In fact, the number was just over 8m — and by the Dec 2002, just 3 months later, it was about 10.8m.
The 11m claim in the press was pretty accurate, and amazingly, also very much in line with their market share of 17.5% and with the rate of diffusion we’d expect.
Overall, in Nectar UK we saw a higher level of enrolments as a percentage of transactions than we saw on yuu, but this is likely also a function of the plastic card — it’s easy to take one and just as easy to take another if you’ve left it at home. So, whilst the ratios are the same for 4–40–400, the enrolment volumes were slightly higher as a percentage of purchase transactions. Active accounts on the other hand would be a whole different story.
This pattern of enrolment is something that I’ve seen repeated on multiple loyalty programmes and it’s uncanny how closely each programme matches the curve.
It also uncovers what can be an uncomfortable truth — a loyalty programme doesn’t really bring in new customers. It makes your existing customers more valued and more valuable.
That’s not to say that it won’t encourage occasional shoppers to become regular shoppers. But, if the aim is to take your competitors best customers away, the loyalty programme just won’t do that.
Instead, the purpose of the programme is to identify your own customers — those who are already coming into store — and this is why the enrolment curve is so tightly linked to your market penetration.
Mapping the enrolment curve
Back to Galton then and his ‘Law of Unreason’. We couldn’t predict how a single customer walking into the store would react to the new programme, but we could use past experience to predict how a ‘huge crowd’ of people would react.

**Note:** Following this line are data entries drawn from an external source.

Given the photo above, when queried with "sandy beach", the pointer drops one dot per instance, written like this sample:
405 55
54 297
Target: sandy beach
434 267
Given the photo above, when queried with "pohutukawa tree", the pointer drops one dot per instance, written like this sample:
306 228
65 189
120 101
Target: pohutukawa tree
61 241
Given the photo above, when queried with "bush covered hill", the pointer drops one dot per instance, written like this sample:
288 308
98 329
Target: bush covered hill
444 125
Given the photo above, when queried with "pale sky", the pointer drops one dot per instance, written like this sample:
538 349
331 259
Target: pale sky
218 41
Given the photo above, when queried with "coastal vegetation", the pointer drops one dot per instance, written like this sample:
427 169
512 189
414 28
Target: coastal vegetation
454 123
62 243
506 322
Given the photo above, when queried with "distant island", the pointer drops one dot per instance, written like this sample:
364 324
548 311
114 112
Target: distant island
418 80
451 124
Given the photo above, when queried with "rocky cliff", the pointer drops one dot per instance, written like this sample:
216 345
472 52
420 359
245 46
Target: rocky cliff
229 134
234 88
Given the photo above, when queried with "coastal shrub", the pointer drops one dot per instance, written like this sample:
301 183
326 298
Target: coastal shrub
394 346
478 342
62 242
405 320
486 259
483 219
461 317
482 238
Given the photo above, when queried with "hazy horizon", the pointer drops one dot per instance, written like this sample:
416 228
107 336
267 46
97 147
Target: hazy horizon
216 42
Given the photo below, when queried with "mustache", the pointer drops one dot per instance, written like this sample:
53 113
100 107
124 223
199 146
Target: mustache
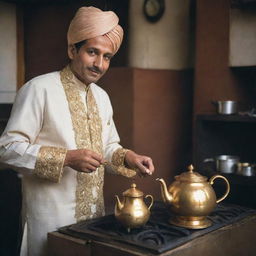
95 69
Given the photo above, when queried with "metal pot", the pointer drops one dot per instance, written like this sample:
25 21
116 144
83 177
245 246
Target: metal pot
225 163
246 169
226 107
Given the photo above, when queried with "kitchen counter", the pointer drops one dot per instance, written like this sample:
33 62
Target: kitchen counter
233 239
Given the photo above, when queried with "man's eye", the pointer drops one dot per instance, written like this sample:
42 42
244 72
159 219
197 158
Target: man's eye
108 58
91 52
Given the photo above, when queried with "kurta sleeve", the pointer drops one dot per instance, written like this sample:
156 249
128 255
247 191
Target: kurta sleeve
18 147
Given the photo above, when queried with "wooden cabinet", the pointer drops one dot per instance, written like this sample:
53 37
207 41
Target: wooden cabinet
227 135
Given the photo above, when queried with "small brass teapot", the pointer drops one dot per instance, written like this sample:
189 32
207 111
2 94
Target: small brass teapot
132 212
191 199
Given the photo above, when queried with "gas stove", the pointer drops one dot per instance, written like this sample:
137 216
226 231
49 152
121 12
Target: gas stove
157 236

Veracity — Rogers gives us the who and the how much
Velocity — The 4–40–400 rule tells us when
Volume — Your market penetration determines how many and NBD Dirichlet can help uncover it
So, armed with market penetration and the model of past behaviours, we could estimate enrolments in that first week and first month — our Early Majority.

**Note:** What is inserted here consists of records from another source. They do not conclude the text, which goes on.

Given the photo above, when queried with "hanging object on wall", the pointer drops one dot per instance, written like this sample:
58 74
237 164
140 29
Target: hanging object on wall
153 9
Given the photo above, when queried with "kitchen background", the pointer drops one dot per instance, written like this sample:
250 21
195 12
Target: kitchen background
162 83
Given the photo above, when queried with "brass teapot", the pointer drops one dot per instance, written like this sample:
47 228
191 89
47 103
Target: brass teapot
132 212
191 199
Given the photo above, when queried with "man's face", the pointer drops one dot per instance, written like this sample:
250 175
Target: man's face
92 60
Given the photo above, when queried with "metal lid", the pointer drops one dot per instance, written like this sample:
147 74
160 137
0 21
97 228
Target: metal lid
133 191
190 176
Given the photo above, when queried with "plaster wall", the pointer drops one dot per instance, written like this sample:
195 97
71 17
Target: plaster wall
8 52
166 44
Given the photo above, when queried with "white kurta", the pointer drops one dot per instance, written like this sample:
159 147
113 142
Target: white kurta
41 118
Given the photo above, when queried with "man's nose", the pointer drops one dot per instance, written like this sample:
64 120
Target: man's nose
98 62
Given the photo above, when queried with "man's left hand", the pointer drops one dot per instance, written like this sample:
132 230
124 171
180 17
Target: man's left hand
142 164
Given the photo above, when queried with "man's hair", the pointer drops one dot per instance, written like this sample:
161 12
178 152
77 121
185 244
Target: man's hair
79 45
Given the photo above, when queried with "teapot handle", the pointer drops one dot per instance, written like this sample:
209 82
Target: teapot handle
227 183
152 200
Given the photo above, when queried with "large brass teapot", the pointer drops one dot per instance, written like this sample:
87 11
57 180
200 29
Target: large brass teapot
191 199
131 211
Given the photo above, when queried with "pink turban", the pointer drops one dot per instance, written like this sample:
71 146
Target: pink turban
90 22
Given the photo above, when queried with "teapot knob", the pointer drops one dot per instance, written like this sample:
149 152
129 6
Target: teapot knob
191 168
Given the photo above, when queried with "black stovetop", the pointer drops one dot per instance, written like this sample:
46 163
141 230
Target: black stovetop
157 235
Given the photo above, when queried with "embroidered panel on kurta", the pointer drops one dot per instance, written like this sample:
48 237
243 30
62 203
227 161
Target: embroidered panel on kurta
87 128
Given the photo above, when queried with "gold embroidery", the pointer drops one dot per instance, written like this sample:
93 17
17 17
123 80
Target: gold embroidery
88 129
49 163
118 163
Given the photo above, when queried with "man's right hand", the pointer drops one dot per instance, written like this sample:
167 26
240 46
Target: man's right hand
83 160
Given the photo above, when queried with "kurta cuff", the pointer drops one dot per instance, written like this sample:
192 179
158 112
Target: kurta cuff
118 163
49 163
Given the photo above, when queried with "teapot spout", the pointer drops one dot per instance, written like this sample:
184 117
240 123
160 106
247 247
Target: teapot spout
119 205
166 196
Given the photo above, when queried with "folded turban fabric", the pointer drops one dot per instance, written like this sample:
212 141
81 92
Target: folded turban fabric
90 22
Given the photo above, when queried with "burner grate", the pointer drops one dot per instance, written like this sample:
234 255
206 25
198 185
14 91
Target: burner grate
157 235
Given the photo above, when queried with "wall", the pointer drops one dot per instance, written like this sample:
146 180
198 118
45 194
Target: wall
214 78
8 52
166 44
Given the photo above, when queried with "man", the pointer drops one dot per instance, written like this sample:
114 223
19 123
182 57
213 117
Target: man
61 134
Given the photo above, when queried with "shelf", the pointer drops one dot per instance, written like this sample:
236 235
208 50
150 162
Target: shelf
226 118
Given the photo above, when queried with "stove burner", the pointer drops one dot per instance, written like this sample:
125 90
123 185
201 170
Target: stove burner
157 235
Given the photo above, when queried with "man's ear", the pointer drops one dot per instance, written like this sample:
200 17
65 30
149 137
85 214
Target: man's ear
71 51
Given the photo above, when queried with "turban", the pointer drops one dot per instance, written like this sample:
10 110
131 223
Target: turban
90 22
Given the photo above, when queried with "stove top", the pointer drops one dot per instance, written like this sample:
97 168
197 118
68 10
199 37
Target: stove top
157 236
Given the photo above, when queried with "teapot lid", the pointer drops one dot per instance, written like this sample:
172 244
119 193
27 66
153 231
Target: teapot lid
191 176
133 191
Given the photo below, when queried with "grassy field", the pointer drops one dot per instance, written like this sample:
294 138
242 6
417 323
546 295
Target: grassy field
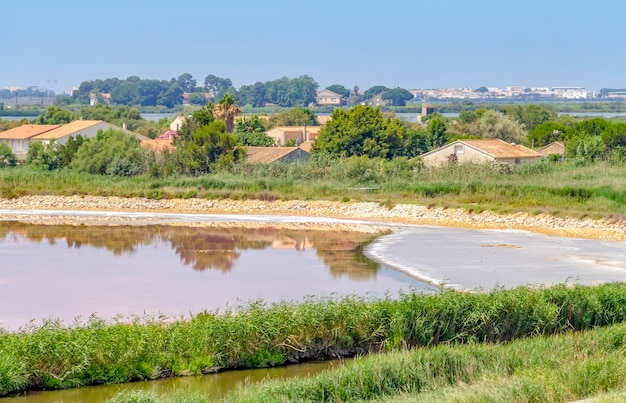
559 189
54 356
560 368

We were also pretty confident that around 50% of the full 2 Year enrolment would be captured by the end of that month so the Early Majority would be in and engaged within just 40 days from launch.
Using these data points and others along the adoption curve to map out the volume and velocity of enrolment, we had a solid prediction of expected customer behaviour that could map expected demand operationally for customer service and systems capacity.
It also gave us a barometer to success — something we could track to make sure the programme was landing well, the marketing working hard, and the expectations meeting previous norms.
So how did we do?
Well at week 1 we hit 1m members. Month 1 we hit 2m. Enrolments were matching the curve we’d predicted (and were just slightly ahead). By the end of year 2 we hit 4m members.
All in all — we did pretty well.
In fact, yuu Rewards has become one the most successful coalition loyalty programmes ever, reaching an estimated 67% of the total adult population of Hong Kong.
Like the Galton box, you may not be able to predict the path of each individual bead or customer — but the shape of the curve is inevitable. And that’s the real power of launching at scale.
You don’t need to guess what each customer will do, you just need to follow the crowd.